Although the lockdown has been a worrying and stressful time for many, others have been surprised at how close it has brought them to family, friends and, not least, their own pets.
Before the lockdown, your pet probably enjoyed a fairly stable routine. If you work, there’s a good chance it was left alone for a significant part of the day or night. It wouldn’t see much of the children during the daytime either, and when family members were home, at weekends or evenings, there was probably plenty of outdoor activity.
That’s all changed now, and pets, just like the rest of us, are spending day after day cooped up with their owners. Dogs enjoy the odd short walk and that’s it. The old routine has been shattered.
Animals don’t necessarily enjoy routines – they can get bored just as easily as humans – but just like many humans they also feel safer when things occur with reliable regularity. A cat or dog that is used to a quiet mid-morning nap, a long period of time with no one eating and the regular return of a beloved human may initially find a permanent presence of adults confusing and irritating.
When kids are at home all day, matters can be even more complicated and, although dog-walking is supposed to be strictly limited, more than a few hounds have been used as an excuse to get out and about.
But, above and beyond all this is the simple fact that dogs and cats are social animals. We all know this about dogs, but often it’s only cat owners who recognise that cats are every bit as socially sophisticated. Rather than aloof, stand-offish animals, they are more likely to be genuinely affectionate and fun-loving.
Adults who live alone often find companionship with a dog or cat, but during the lockdown, many more of us, of all ages, forced to spend all day behind closed doors, are discovering the fulfilment and joy that this close relationship can provide.
It’s scientifically proven, too. At a time like this, the simple fact of company makes us feel safer, as if we’re not alone in the world. The feeling of responsibility towards our companion gives us a reason to get up in the morning and brings pleasure throughout the day.
Dog trainer David Cabrerizo says “The lockdown is giving many people the opportunity to discover what it’s like to live with a dog, and that is something very different from having a dog.” American studies have shown that pet owners who have a healthy, rewarding and non-abusive relationship with their animals tend to be more likely to have similar human relationships. They will also enjoy better mental health and lower stress levels.

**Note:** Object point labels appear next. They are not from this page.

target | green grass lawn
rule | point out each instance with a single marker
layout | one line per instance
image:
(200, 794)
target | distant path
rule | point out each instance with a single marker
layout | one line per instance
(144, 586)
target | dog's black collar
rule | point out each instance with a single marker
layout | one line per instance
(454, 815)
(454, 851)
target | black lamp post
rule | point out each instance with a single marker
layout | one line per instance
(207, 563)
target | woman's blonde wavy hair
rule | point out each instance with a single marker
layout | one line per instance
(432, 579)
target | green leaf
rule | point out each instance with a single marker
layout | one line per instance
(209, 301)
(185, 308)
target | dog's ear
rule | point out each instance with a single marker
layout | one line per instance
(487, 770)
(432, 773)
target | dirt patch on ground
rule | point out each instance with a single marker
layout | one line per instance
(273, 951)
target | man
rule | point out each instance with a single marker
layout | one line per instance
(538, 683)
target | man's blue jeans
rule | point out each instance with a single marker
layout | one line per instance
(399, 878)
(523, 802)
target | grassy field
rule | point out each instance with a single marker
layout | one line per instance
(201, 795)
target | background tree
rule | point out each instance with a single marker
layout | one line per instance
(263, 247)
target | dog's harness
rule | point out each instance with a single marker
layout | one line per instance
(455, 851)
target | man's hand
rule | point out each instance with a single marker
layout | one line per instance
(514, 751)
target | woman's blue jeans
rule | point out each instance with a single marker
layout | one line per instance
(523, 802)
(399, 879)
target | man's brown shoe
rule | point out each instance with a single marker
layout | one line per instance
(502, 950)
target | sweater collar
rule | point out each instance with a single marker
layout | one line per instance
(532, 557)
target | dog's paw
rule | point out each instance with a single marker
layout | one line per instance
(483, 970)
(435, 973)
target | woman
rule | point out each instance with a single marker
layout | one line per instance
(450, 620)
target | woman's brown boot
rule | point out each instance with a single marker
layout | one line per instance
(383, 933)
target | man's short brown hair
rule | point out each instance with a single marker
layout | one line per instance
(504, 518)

Pets are just like people in one, simple respect – the better you know them the more you love them. Sure, a family pet can occasionally be annoying and frustrating, too, but that just makes them more like members of the family.
So why not take the opportunity of lockdown to really get to know your pet. Spend some quality time with it and try and learn what really makes it tick. Cabrerizo says “we have a chance to really live with our dog, and its a wonderful learning experience. You don’t have to always be doing things with a dog to enjoy quality time – all you have to do is be together…”
Pets and Coronavirus
When the first reports that cats and dogs could contract COVID-19 came through, it was worrying. Many simply denied the facts, while others simply ignored them.
But the research is pretty conclusive – both dogs and cats can catch the virus. What’s not so certain is whether they can pass it on to each other, and what is even more certain is that it’s almost impossible for them to give it to you.
Most pets that have tested positive belong to owners who tested positive. Tests have shown that infected cats can pass it on to other cats, but there is no evidence at all of a cat ever giving it to humans.
Dogs can also catch it, but are much less likely to pass it on to other dogs, and it seems virtually impossible that a human could be infected by a dog.
If you or anyone in your home contracts COVID-19, you are advised to isolate pets, for their own sake as much as anything.